Their assessments were conducted by examining the patterns of travel of people from infected regions to Asia and Africa, alongside data like mosquito populations. Through these studies, the scientists determined which regions were “at-risk,” with some of the most vulnerable countries including India, China, Indonesia, the Philippines, Bangladesh, and Pakistan.
Nonetheless, there is still much research left to be done. More than two-thirds of people infected with Zika fail to get sick or show any symptoms. In addition to that, one of the more pressing concerns is finding out the accuracy of the “2.6 billion” figure. A community's’ risk is dependent on whether or not it has previously been hit with the virus and has had the chance to develop immunity, which is still largely unknown. So, as for this fight for the future? Only time will tell.
A Tale of Two EpiPens: Life-Saving Drug’s Price Skyrockets
Drug makers have spent $2.3 billion dollars lobbying last decade. Throw in the unabated growth of drug prices during the same time period despite the 15 bills passed designed to do the opposite, and you have the chemical concoction called Big Pharma, or the massive drug companies with ties to Congress stronger than the sleeping pills they’re trying to sell you.
The price of the life-saving allergy drug EpiPen has skyrocketed. The wholesale price of an EpiPen in 2007 was $47; nine years later, the price is sitting a little over $600, as (per a DEA recommendation) EpiPens are no longer sold individually but rather in pairs.
Hillary Clinton said the price hike was “outrageous,” and several Senators have weighed in on the issue, calling for an investigation into the price of EpiPen.

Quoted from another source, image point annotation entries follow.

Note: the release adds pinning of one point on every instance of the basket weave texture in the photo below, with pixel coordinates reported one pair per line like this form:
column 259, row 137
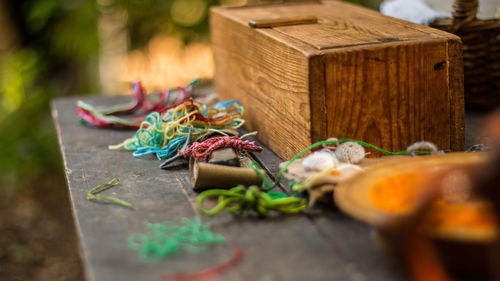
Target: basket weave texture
column 481, row 43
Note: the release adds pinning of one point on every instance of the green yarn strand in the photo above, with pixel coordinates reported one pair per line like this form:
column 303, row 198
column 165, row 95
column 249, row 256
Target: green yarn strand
column 93, row 196
column 241, row 200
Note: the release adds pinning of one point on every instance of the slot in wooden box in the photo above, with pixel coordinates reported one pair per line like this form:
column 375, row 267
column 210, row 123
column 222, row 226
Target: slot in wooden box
column 354, row 74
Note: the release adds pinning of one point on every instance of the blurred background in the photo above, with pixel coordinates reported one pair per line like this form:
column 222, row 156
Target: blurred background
column 56, row 48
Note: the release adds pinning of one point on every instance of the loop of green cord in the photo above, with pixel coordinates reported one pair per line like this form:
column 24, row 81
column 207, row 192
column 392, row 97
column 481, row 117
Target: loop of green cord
column 240, row 200
column 169, row 239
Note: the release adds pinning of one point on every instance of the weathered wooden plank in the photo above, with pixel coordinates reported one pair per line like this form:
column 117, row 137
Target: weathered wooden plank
column 328, row 246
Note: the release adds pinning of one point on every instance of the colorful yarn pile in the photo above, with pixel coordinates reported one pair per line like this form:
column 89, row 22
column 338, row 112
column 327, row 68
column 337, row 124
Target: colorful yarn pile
column 240, row 200
column 169, row 239
column 108, row 117
column 201, row 150
column 163, row 135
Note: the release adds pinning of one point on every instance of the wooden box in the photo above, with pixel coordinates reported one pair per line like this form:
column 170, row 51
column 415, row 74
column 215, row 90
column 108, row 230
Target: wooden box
column 353, row 74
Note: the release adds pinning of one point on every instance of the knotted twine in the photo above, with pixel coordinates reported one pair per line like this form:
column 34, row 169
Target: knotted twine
column 201, row 150
column 163, row 135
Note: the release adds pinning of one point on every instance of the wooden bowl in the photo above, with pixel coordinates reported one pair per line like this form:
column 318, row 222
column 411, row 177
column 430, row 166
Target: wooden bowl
column 412, row 181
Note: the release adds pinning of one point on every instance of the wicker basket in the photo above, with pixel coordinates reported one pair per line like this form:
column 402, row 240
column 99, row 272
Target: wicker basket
column 481, row 41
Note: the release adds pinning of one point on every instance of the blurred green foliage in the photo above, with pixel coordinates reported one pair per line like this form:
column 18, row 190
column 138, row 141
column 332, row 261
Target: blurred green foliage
column 56, row 54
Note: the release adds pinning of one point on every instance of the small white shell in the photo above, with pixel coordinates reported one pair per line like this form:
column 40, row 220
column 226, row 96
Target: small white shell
column 320, row 161
column 350, row 152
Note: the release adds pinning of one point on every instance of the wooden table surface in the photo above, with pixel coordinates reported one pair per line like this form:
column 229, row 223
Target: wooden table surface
column 321, row 245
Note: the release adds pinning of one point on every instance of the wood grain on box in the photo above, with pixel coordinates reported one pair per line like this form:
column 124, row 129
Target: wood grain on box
column 354, row 74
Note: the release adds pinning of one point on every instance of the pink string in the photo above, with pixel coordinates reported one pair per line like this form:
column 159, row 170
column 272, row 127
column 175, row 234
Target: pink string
column 201, row 150
column 210, row 272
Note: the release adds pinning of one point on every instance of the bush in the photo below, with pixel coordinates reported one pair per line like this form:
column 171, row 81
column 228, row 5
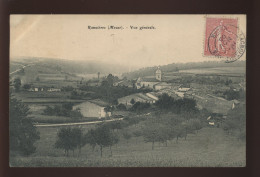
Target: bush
column 23, row 134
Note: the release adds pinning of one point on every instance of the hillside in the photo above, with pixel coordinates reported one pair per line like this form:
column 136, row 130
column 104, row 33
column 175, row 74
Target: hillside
column 75, row 66
column 182, row 67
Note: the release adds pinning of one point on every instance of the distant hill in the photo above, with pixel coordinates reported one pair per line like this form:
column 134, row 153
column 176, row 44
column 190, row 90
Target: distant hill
column 149, row 71
column 76, row 66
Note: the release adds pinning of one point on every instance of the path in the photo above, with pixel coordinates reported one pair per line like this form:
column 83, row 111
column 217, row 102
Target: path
column 24, row 66
column 78, row 123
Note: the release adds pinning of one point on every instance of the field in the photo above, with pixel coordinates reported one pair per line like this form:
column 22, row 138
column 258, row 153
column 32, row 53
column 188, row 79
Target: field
column 218, row 70
column 210, row 147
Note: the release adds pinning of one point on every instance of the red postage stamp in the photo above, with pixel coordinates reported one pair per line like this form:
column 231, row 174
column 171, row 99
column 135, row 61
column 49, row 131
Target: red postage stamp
column 221, row 37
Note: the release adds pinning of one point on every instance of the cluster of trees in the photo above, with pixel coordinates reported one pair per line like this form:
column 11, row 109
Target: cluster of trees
column 168, row 103
column 64, row 109
column 70, row 139
column 23, row 134
column 235, row 122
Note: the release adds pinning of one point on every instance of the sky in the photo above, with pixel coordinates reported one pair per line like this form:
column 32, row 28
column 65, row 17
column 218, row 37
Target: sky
column 174, row 39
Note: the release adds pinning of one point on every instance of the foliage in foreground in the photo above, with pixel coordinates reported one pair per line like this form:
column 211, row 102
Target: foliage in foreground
column 23, row 134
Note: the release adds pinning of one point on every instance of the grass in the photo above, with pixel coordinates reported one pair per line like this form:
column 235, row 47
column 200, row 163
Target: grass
column 218, row 70
column 59, row 119
column 211, row 147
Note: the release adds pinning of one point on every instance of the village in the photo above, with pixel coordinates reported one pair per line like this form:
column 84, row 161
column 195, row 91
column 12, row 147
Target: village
column 143, row 89
column 164, row 107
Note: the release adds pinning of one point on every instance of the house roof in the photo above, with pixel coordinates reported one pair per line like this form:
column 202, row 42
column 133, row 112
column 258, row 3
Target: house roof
column 147, row 79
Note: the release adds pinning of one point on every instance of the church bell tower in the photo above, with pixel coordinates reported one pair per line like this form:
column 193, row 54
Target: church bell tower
column 158, row 74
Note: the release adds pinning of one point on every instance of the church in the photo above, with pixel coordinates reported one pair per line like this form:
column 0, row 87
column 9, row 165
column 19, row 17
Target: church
column 151, row 82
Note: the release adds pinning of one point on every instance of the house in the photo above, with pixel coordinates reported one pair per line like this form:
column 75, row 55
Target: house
column 162, row 85
column 137, row 97
column 149, row 82
column 54, row 90
column 153, row 95
column 235, row 104
column 125, row 83
column 89, row 109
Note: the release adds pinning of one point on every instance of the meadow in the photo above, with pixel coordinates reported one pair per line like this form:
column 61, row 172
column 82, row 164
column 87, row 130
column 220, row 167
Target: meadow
column 210, row 147
column 218, row 70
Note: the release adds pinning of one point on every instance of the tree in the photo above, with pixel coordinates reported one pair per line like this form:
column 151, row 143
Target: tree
column 126, row 136
column 78, row 138
column 114, row 139
column 37, row 79
column 132, row 101
column 26, row 86
column 17, row 84
column 23, row 134
column 102, row 137
column 137, row 134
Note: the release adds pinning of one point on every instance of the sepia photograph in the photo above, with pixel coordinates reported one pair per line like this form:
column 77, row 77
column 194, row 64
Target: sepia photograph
column 127, row 90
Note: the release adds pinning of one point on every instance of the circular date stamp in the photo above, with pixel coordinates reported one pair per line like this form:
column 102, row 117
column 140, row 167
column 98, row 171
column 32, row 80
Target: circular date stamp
column 224, row 39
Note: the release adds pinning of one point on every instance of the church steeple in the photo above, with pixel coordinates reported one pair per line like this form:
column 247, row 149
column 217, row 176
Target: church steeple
column 158, row 74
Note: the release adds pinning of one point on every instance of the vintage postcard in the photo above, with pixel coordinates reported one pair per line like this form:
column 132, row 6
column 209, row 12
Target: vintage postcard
column 127, row 91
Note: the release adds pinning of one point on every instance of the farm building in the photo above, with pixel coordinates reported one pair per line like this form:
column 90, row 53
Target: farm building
column 162, row 85
column 150, row 82
column 125, row 83
column 137, row 97
column 89, row 109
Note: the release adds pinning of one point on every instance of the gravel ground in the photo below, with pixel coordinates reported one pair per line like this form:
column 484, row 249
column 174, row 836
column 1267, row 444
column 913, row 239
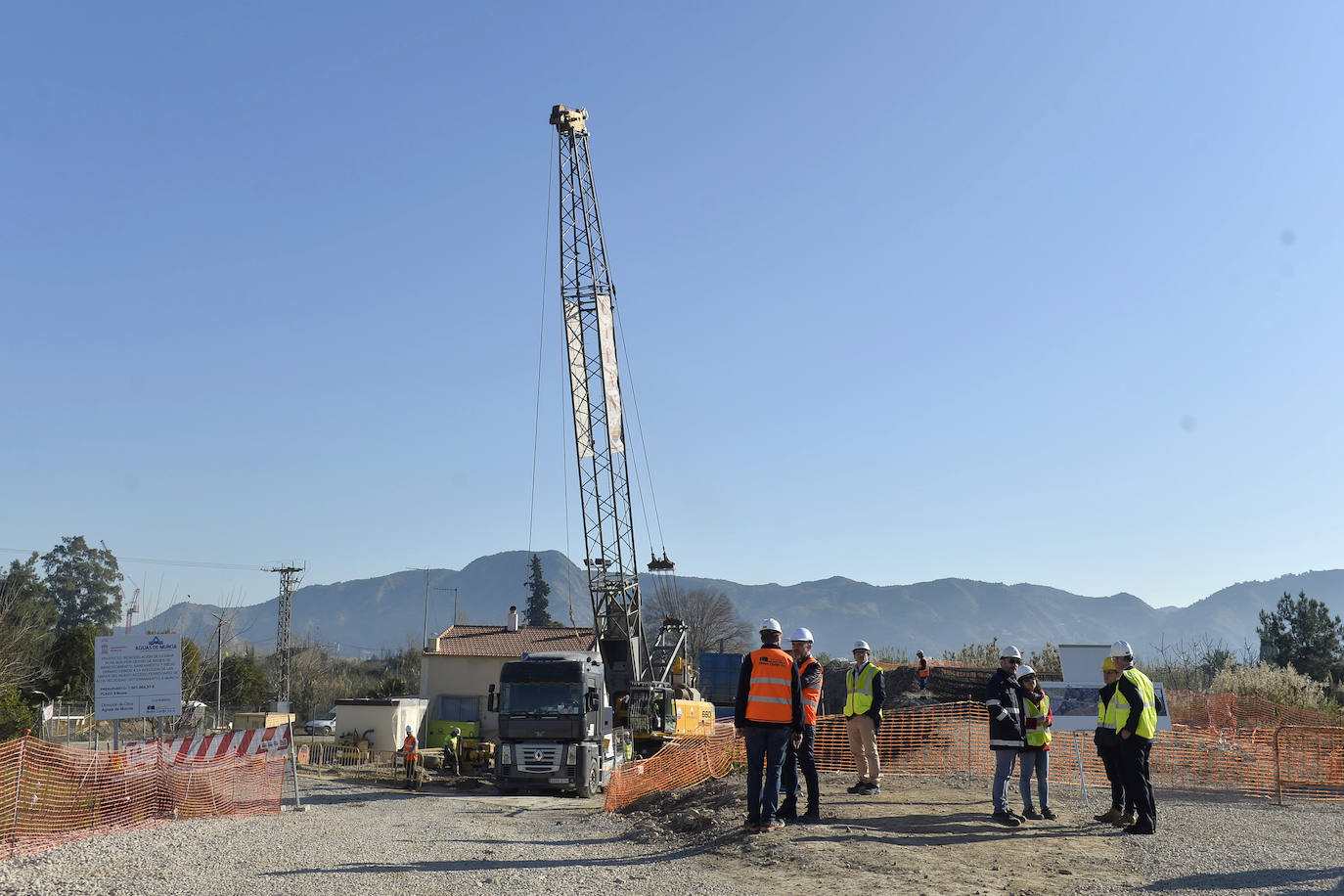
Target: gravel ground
column 923, row 835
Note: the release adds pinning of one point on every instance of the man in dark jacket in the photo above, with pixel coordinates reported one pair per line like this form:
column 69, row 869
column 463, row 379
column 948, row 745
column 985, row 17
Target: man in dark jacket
column 766, row 715
column 1007, row 733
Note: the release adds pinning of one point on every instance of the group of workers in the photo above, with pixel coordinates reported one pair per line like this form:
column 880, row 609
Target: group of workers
column 776, row 713
column 410, row 754
column 1127, row 723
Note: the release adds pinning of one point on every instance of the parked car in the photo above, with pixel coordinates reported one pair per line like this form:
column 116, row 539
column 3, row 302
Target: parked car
column 322, row 726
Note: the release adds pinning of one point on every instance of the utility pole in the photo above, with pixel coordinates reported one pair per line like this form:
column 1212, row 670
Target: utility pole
column 455, row 604
column 219, row 668
column 290, row 576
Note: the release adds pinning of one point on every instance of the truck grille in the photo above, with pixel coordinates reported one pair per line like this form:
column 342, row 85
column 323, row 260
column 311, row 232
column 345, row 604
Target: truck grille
column 539, row 758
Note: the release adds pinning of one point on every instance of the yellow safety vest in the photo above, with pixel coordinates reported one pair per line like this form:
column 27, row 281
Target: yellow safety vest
column 1038, row 737
column 859, row 694
column 1118, row 709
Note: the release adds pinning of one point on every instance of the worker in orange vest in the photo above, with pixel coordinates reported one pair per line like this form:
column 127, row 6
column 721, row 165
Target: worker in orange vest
column 410, row 754
column 802, row 756
column 768, row 715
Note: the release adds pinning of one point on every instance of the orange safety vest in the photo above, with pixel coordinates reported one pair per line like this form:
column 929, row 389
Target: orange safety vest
column 770, row 692
column 811, row 696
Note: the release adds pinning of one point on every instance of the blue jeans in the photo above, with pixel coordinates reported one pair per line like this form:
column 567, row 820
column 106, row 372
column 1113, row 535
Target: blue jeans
column 1039, row 763
column 1005, row 762
column 765, row 747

Mylan, the provider for EpiPen, has already in response offered savings cards to people whose insurance doesn’t cover the cost (lowering the price to about $300); they have also made an announcement that they will front some of customers’ out-of-pocket costs. Although, with the 90,000 signatures for a petition asking Congress for an investigation (over 40,000 coming from last week alone), keep your eyes peeled and your pockets open because this certainly won’t be the last time you’ll hear about Mylan in the news.
“And what Is Aleppo?” many ask. Here’s the answer.
Gary Johnson’s flub during an interview in which he questioned city has many people asking the same question. So what is Aleppo? The war torn Syrian city is at the heart of conflict in Syria.